While researching my Bohemian article on the independent music industry phenomenon of including free mp3 download coupons inside of vinyl LPs, I had the pleasure of talking to a number of labels whose records I’ve listened to and loved for half my life. Vinyl comes and goes pretty quickly these days, and there’s a lot of records that everyone owned at one point but somehow sold, lost, or loaned out for good. So it was exciting to find out during my interview that Merge Records will soon be introducing a “Merge Classic Reissues” series, revisiting out-of-print or previously-unavailable-on-vinyl titles and repressing them on LP. Matador did this with the first three Pavement records recently, and it’s fucking awesome that Merge is starting it too.
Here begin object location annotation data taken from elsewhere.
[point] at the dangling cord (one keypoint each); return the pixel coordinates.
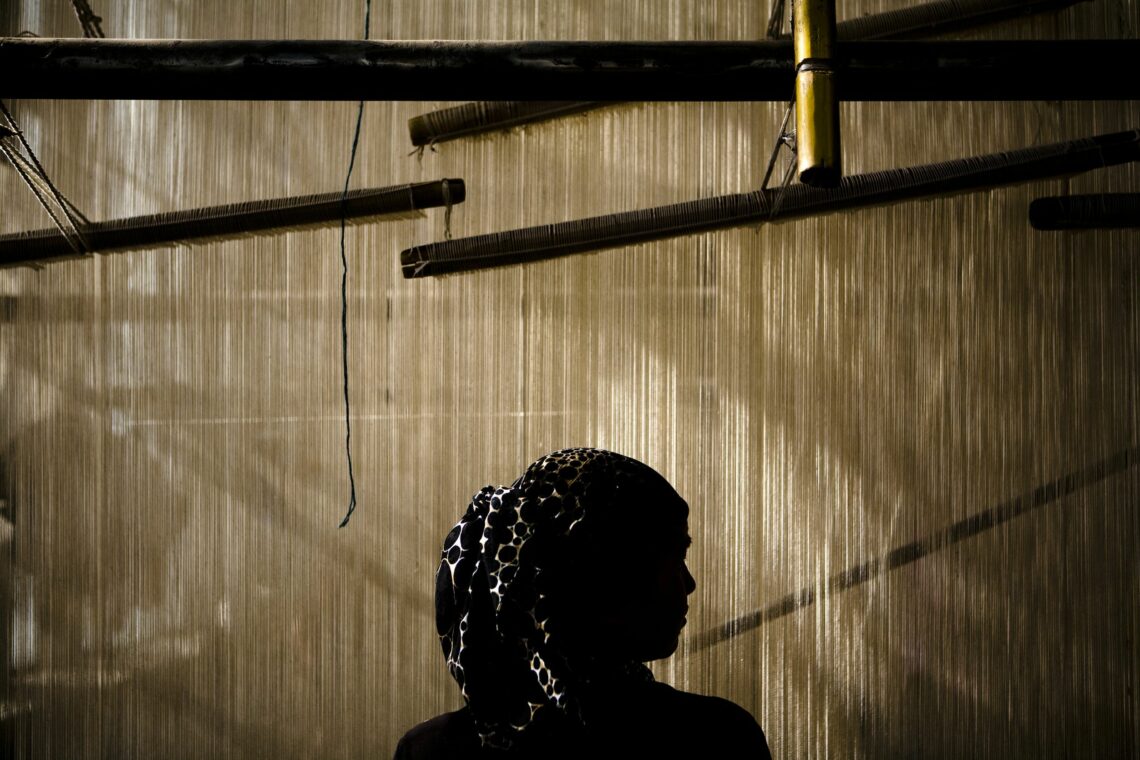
(344, 292)
(775, 18)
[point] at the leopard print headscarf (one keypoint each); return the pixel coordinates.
(493, 606)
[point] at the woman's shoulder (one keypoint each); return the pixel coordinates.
(452, 734)
(722, 726)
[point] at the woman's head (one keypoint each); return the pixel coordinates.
(576, 568)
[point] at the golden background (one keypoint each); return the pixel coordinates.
(822, 392)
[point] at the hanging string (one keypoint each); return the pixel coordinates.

The first three titles to be reissued: A Series of Sneaks and Girls Can Tell by Spoon, and The Charm of the Highway Strip by Magnetic Fields, all elegantly pressed on 180-gram vinyl. Here’s hoping they press 69 Love Songs and Red Devil Dawn, which have criminally never been on vinyl, and No Pocky For Kitty, which is just a damn great record, in the near future.
Also, Jon Collins over at Dropcards was telling me about all the various projects they’ve worked on, including a Hannah Montana card for Disney and a huge promotion for Vitamin Water. I asked him what the weirdest project they’ve done, and he told me about a Southern baptist preacher who ordered an mp3 of his sermon on a bunch of Dropcards so he could hand them out to his congregation. Crazy.
Collins also used to work at an independent record distributor in Philadelphia, and I think it’s pretty cool that a guy who now does business with Kelly Clarkson, Red Bull and SnoCap has a record collection that looks like this.